Burn felt sick in his gut.
He walked across to Mrs. Dollie and Matt. He ruffled his son’s hair. “I have to talk to somebody outside. You stay here, with Mrs. Dollie, okay?” Matt nodded.
Burn locked the front door to make sure that Matt couldn’t follow him and walked down the pathway.
Was this it? Was this where the whole thing ended?
He opened the street door.
CHAPTER 7
Burn felt as if he were confronting a Table Mountain of fat. The cop was massive, tall and obese, and he stank, a mixture of acrid body odor and something vaguely medicinal.
“Can I help you, officer?”
“I’m Inspector Barnard.” The man’s body odor became a sweet memory when the force of Barnard’s halitosis hit Burn took an involuntary step backward.
Burn tried not to breathe. “Is there a problem?”

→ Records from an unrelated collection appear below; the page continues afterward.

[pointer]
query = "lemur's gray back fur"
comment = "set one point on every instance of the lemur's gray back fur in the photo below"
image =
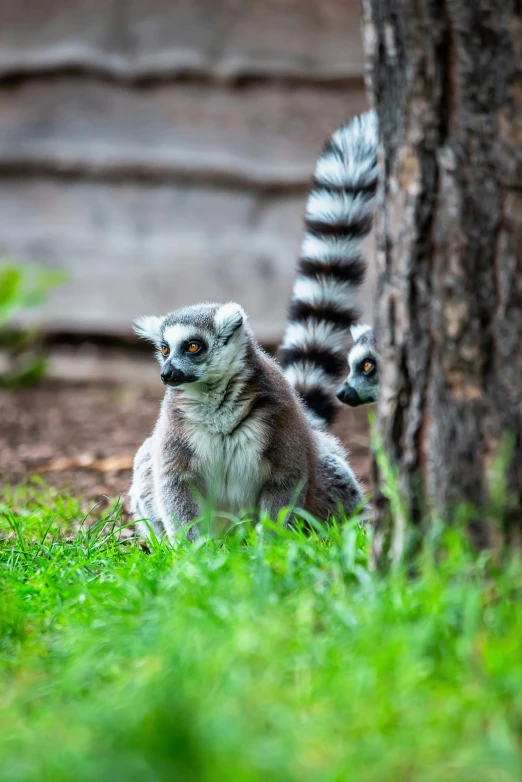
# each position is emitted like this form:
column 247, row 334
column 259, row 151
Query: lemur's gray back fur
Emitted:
column 331, row 267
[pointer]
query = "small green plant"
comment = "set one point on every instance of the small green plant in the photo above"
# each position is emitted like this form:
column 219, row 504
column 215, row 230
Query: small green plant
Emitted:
column 22, row 287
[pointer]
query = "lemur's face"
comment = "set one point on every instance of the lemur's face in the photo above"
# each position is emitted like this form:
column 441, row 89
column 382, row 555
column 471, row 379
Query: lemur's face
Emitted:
column 198, row 345
column 361, row 387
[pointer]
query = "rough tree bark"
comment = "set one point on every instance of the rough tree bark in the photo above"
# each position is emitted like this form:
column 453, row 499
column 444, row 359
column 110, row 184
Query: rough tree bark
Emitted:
column 446, row 79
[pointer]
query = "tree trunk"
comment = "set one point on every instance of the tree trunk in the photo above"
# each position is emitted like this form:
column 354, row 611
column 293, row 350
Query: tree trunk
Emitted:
column 446, row 79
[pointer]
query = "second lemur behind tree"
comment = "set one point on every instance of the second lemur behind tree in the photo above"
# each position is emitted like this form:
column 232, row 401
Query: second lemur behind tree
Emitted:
column 324, row 306
column 231, row 426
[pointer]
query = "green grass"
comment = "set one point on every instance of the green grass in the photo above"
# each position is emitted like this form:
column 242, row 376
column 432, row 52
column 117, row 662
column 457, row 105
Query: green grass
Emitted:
column 266, row 656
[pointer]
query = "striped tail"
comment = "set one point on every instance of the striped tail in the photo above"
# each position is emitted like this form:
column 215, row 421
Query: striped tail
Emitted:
column 331, row 268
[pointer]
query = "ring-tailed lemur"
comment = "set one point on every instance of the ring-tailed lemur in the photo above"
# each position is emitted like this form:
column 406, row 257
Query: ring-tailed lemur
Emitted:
column 231, row 425
column 330, row 271
column 361, row 387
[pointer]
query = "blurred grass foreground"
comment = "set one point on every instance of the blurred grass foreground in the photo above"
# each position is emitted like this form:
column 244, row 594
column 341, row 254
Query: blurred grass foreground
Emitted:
column 269, row 655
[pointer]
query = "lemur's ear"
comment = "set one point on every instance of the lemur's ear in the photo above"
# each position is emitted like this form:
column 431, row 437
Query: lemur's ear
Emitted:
column 148, row 327
column 358, row 330
column 229, row 318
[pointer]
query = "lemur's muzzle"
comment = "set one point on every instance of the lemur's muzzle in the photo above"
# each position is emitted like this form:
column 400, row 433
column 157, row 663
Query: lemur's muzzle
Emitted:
column 349, row 396
column 172, row 376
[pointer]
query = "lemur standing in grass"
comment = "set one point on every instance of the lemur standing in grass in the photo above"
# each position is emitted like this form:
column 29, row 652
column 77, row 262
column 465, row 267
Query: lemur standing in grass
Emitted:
column 235, row 426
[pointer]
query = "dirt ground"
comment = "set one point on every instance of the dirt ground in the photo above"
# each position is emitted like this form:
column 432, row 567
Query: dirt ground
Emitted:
column 82, row 436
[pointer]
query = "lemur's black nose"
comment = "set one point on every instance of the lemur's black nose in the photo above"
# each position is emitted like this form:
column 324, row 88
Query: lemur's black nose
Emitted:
column 348, row 396
column 172, row 376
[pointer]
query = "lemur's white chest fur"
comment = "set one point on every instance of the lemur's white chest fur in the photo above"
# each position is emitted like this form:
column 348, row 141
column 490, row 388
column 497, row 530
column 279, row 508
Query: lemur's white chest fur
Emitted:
column 227, row 445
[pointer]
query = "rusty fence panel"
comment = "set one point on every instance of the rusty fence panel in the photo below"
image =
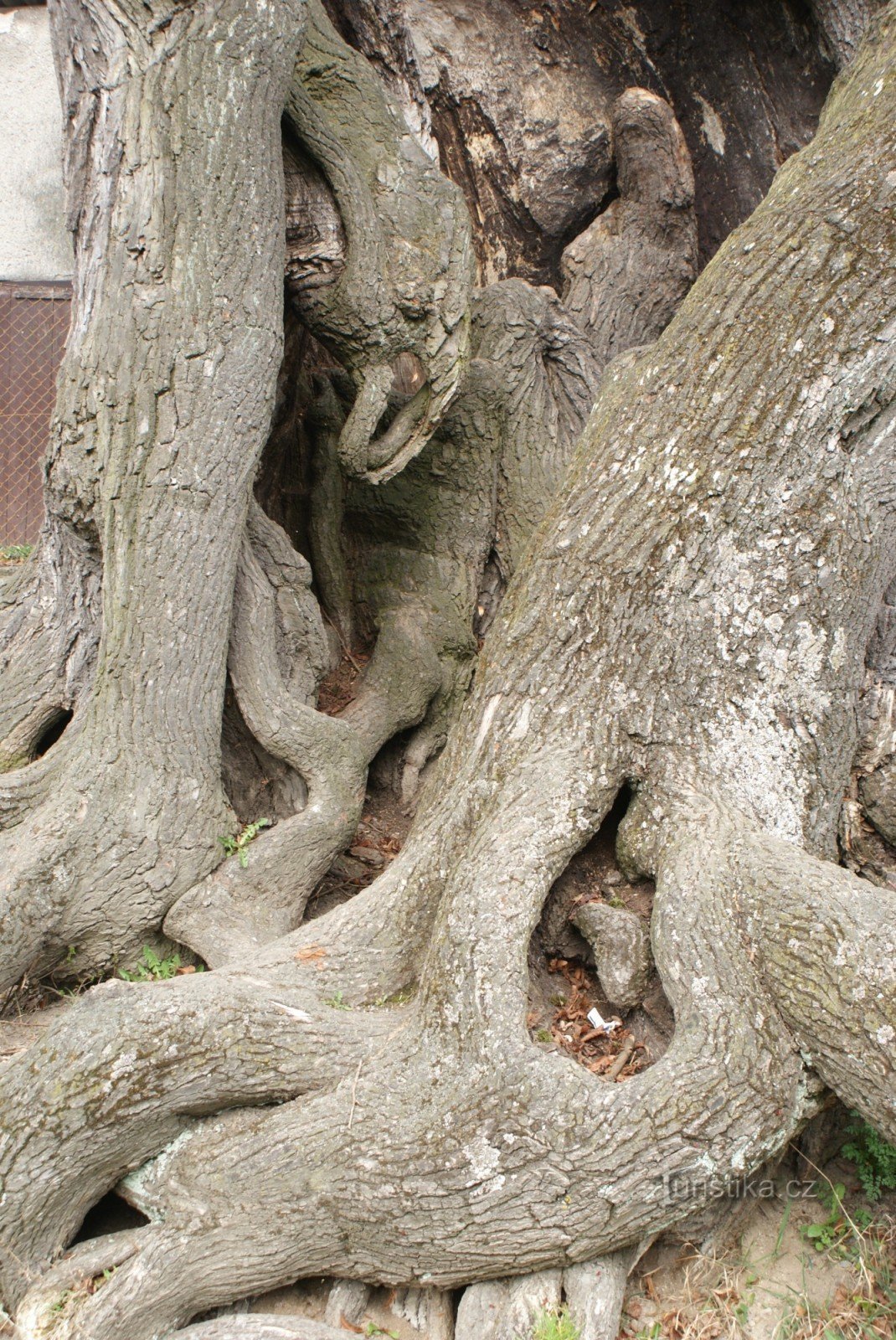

Barnard was squinting at him. “You American?”
“That’s right.”
“On holiday?”
“Yeah, I guess. We’re renting for a couple of months.”
“Nice part of town.” The cop smiled, showing yellow teeth beneath a mustache as bushy as a skunk’s tail.
“It is, yes. Look, Mr…?”
“Barnard. Inspector.”
“Inspector, is there something I can help you with?”
“Just routine, sir.” Barnard had a notebook out. “Can I have your name, please?”
“Hill. John Hill.”
“Mr. Hill, there have been a couple of break-ins in the area over the last few weeks. You notice anything out of the ordinary, maybe?”
Burn shook his head. “Nothing. No. This is a very quiet street.”
“Last night? You didn’t hear anything, or see anything unusual?”
“No. Sorry.”
Barnard was pointing at the red BMW. “You maybe see who was driving that car?”
“Sorry. Can’t help you.”
Barnard nodded, sucked his teeth. Then he fixed Burn with a stare. “You live here alone?”
“No, with my wife and son.”
“Okay. Can I maybe talk to your wife? See if she maybe heard something?”
“She’s in hospital.”
Barnard was looking interested. “Oh? What’s wrong?”
“She’s pregnant. A complication. We had to get an ambulance for her last night, in fact. I was pretty preoccupied with that, as you can imagine.”
“Of course, of course. Well, I hope she is going to be okay.”
“Thank you. She’s fine.”
“Okay, good.”
Burn stepped back, ready to shut the door. “Is there anything else?”
The fat cop seemed reluctant to leave. “No. Thanks.”
As Burn closed the door, Barnard put out a hand and gripped it. The door was going nowhere. “Mr. Hill, what hospital is she in?”
Burn studied the piggy eyes peering out at him from within the folds of fat.
“She’s in Gardens Clinic.”
“Maybe I can talk to the ambulance crew. They might have seen sv hYou have a good night now.” Barnard released the door and allowed Burn to close it.
Burn breathed easily for the first time, free of Barnard’s stench and the weight of his own terror. The cop had traced the car to the gangsters. Did that mean he had found the bodies?
Burn forced himself to calm down. He went back into the house and walked straight to the bottle of Scotch in the kitchen, poured himself a shot, and knocked it back neat. He felt like flattening the bottle, but he knew he couldn’t.